La conclusione a cui è giunto il prof. Goldthorpe, dopo un lungo
argomentare e spesso sollecitato dalle domande e dalle questioni
poste dal prof. Schizzerotto, è stata lapidaria e per nulla
confortante: «Il libero mercato non solo non tiene conto della
meritocrazia, nello stabilire quale dev'essere la classe sociale di
destinazione dei singoli membri, ma ne è addirittura
indifferente.»
A sostegno della sua tesi, Goldthorpe ha portato una serie di
ricerche secondo le quali la meritocrazia per istruzione, ad
esempio, viene tenuta in considerazione solo nelle società ad
economia pianificata: «Nell'Ungheria socialista - ha affermato il
sociologo inglese, - finché la pianificazione economica riduceva le
disuguaglianze di reddito tra le diverse classi sociali, riusciva
ad emergere solo chi poteva contare su una buona-ottima istruzione.
Quando però il comunismo è crollato e l'evento ha trasformato
l'economia ungherese via via in un mercato pianificato in via di
trasformazione e poi in un mercato decisamente libero, le
disuguaglianze sociali sono aumentate e, di conseguenza, ha perso
di valore anche il merito raggiunto con lo studio.»
A livello storico il concetto di meritocrazia nasce alla fine degli
anni Cinquanta quando in Inghilterra ci fu qualcuno che mise in
guardia sulle difficoltà, per i giovani provenienti da classi
sociali povere, di migliorare la propria posizione sociale ad
esempio aumentando la propria istruzione. Questa sollecitazione
portò allora la società inglese a dare il giusto risalto e la
dovuta importanza alla meritocrazia da livello di studio, ma anche
in questo caso ci fu chi avvertì di un pericolo incombente, il
pericolo di escludere dai processi e dalle dinamiche sociali quei
giovani che non riuscivano a imporsi negli studi.
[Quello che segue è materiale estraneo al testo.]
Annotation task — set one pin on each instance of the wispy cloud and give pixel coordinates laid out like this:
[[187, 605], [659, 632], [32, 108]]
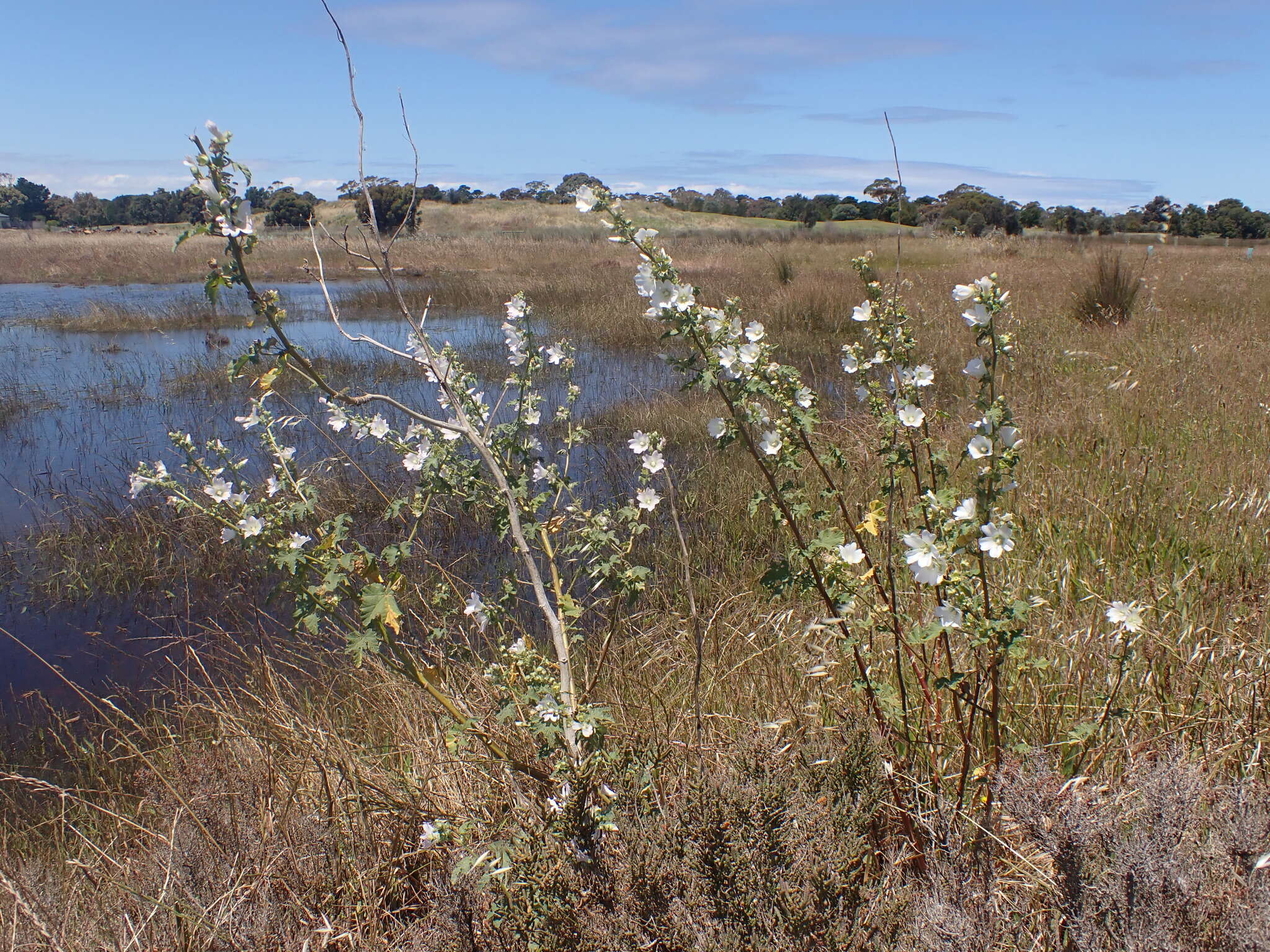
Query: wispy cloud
[[1170, 69], [691, 58], [912, 115]]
Il concetto di meritocrazia, comunque, venne adottato con molta
serietà negli Stati Uniti, ove venne introdotta la cosiddetta
"meritocrazia giusta", quella basata sulla creazione di uguali
opportunità di istruzione per tutti. Fatto salvo il punto di
partenza, che deve essere uguale per tutti, i risultati
differenziati in termini di reddito e di posizione sociale finale
possono essere considerati la risposta al merito personale.
Goldthorpe, però, ha voluto condurre il pubblico del Buonconsiglio
nei meandri della meritocrazia per avvallare la sua tesi di fondo
dell'«indifferenza del libero mercato nei confronti appunto della
meritocrazia».
«In tutte le società occidentali - ha infatti detto il sociologo
inglese, - l'espansione dell'offerta scolastica consente livelli di
istruzione sempre più elevati, ma questo non garantisce uguali
opportunità di entrare nel mondo del lavoro. Le stesse scelte
curriculari compiute dagli studenti nel corso degli studi non vanno
nella direzione dell'affermazione delle doti e dei talenti
individuali... Sono bravo in queste materie, quindi scelgo queste
scuole... In realtà le scelte scolastiche continuano ad essere
influenzate dalla provenienza sociale degli studenti!»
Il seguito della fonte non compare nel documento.